こどもと読むたくさんのふしぎ

福音館書店の月刊誌「たくさんのふしぎ」を読んだ記録です。

河童よ、出てこい (たくさんのふしぎ傑作集) (第87号)

カッパといえば思い出すのが、西炯子の『Stayネクスト夏休みカッパと』。

幼なじみ3人(男2&女1)が、カッパ探しに遠野まで出かけるが……というお話。3人が住むのは、おそらく作者の故郷である鹿児島県。鹿児島から岩手ってかなりの距離だ。かつて東京から自分が旅した時さえ思ったので、フィクションとはいえけっこうな旅路である。

STAYシリーズはどの話も好きでコミック全巻持っていたが、転勤で鹿児島を出る時に地元の図書館に寄贈してしまった。
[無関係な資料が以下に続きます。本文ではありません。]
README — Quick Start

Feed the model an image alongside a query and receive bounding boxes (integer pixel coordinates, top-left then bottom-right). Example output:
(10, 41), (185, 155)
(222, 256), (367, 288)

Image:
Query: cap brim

蔵書検索システムで調べてみたら貸出中になっていたので、今も置いてくれてるし誰かに読まれているんだなーとちょっとうれしくなった。

河童を調べてみると、日本で愛されてきた妖怪だということがよくわかる。

子供がかつて見ていた「はなかっぱ」もカッパだし、古くは黄桜の宣伝、ちょっと古めなら山瀬まみのキンチョウリキッドのCMなどなど……。

ウィキペディアには「天狗と並んで日本の妖怪の中で最も有名なものの一つとされる」とあるが、鬼や天狗とはちょっと異なるところがある。童という字があることからわかるように、子供の要素があるのだ。怖がられるよりむしろいたずら好きで、愛嬌あるキャラクターとして描かれてきたということだ。本書では“トリックスター”という言葉が使われているが、言い得て妙だと思う。

この本では河童の話がいくつも紹介されている。お話もさることながら梶山俊夫による挿絵が素晴らしい。『鬼が出た (たくさんのふしぎ傑作集)(第23号)』もよかったが、本号もこれ以上の河童の絵があろうかと思われる出来映えだ。お話の雰囲気を優れて表現している。梶山氏は民話絵本を多く手がけているが、意外にも抽象画家から出発しているという。

画家・絵本作家 梶山俊夫さんインタビュー(※リンク切れ)」の最後には、

そうして自由な運動体となって、遠い時を超えて、人と天地と対感しあっていきたいなあ…と思います。

とある。身のうちにこういう言葉があるからこそ、素晴らしい河童や鬼を描けるのかもしれない。